Rock deformation research and geological storage
Carbon dioxide capture at fossil fuel power stations, coupled with geological storage in empty hydrocarbons reservoirs, saline aquifers or unminable coal seams, presents one of the most promising ways of reducing CO2 emissions to the atmosphere. The feasibility of geological storage is determined by the response of the subsurface to CO2 injection. Particulary important is the coupled chemical-mechanical response of the reservoir formation, of the overlying caprocks, and of faults bounding the reservoir.
Since 2004, the Experimental Rock Deformation Group has been applying its expertise to address the mechanical and chemical response of upper crustal rock systems to CO2 storage. Topics include:
- Subsurface mineralization of reservoirs and hydrofractured peridotites. (Can CO2 be converted into carbonate minerals in the subsurface?)
- Effects of CO2 on compaction of reservoir rocks. (Will CO2 storage lead to reservoir compaction and subsidence?)
- Effects of CO2 on well-bore, caprock and fault integrity. (Will leaks develop with time, will faults be reactivated?)
- CO2 uptake by coal and effects of stress and strain. (Can CO2 be effectively injected into coal beds, can methane be recovered?)

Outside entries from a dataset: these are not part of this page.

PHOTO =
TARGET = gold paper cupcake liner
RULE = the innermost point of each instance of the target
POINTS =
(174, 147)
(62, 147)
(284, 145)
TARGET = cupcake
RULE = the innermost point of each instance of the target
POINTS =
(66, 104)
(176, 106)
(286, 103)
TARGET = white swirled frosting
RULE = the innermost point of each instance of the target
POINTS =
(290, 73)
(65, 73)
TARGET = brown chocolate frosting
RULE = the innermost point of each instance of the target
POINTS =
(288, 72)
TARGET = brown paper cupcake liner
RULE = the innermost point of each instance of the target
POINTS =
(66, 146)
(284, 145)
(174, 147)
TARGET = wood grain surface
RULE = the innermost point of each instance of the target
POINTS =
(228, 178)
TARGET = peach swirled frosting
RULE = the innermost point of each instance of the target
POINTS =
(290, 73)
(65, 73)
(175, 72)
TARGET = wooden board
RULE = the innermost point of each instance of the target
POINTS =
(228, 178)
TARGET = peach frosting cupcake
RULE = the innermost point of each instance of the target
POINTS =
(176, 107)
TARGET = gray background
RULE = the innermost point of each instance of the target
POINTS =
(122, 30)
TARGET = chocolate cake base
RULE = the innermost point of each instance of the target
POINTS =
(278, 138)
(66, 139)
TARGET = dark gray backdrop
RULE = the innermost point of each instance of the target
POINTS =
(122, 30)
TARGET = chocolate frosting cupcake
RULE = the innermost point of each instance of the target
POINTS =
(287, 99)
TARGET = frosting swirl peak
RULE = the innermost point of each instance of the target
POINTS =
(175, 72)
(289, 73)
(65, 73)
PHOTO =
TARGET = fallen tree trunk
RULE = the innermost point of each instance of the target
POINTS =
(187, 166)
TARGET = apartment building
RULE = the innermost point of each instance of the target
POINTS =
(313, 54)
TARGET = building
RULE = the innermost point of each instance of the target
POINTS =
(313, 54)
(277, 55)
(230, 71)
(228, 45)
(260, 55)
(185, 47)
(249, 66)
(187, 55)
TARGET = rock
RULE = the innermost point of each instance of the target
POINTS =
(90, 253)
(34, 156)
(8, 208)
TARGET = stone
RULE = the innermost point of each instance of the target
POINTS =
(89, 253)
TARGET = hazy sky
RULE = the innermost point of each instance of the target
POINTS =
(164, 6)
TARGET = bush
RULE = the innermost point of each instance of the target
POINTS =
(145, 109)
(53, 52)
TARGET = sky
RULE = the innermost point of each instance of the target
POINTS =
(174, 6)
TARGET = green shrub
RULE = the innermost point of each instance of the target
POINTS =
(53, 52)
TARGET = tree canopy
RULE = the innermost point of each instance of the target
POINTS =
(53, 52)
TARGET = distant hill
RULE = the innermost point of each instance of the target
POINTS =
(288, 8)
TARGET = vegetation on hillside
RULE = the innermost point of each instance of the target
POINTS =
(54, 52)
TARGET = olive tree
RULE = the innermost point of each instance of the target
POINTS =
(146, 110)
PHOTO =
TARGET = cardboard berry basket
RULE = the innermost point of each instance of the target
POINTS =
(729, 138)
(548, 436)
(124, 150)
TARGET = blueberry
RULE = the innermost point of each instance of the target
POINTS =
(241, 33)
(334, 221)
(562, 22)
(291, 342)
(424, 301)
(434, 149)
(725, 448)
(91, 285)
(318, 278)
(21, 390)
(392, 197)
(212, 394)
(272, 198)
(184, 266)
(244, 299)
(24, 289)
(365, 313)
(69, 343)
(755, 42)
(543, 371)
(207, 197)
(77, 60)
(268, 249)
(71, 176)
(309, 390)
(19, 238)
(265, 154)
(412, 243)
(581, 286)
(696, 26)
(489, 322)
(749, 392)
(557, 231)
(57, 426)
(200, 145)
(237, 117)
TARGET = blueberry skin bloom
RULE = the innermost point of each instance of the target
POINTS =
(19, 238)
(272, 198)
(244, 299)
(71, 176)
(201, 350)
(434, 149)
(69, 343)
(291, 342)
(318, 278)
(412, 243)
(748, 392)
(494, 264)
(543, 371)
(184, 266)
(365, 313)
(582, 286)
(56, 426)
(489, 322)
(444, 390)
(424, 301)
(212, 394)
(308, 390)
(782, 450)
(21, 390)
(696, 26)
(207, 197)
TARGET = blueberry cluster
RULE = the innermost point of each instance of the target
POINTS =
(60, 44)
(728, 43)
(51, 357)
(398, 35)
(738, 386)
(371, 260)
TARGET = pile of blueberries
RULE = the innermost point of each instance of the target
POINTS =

We are also involved in research on CO2 sequestration by surface weathering of olivine.
Storage of energy
In addition to geological storage of CO2 the group is also involved in research on the behaviour of rock systems in relation to storage of oil, gas, hydrogen fuel, compressed air (compressed air energy storage) and radioactive waste.
Funding and collaboration
Much of our work is carried out within CATO, the Dutch national programme on carbon capture and storage, and in collaboration with TNO. The results provide key data on rock behaviour needed for assessing the feasibility and safety of geological storage of CO2.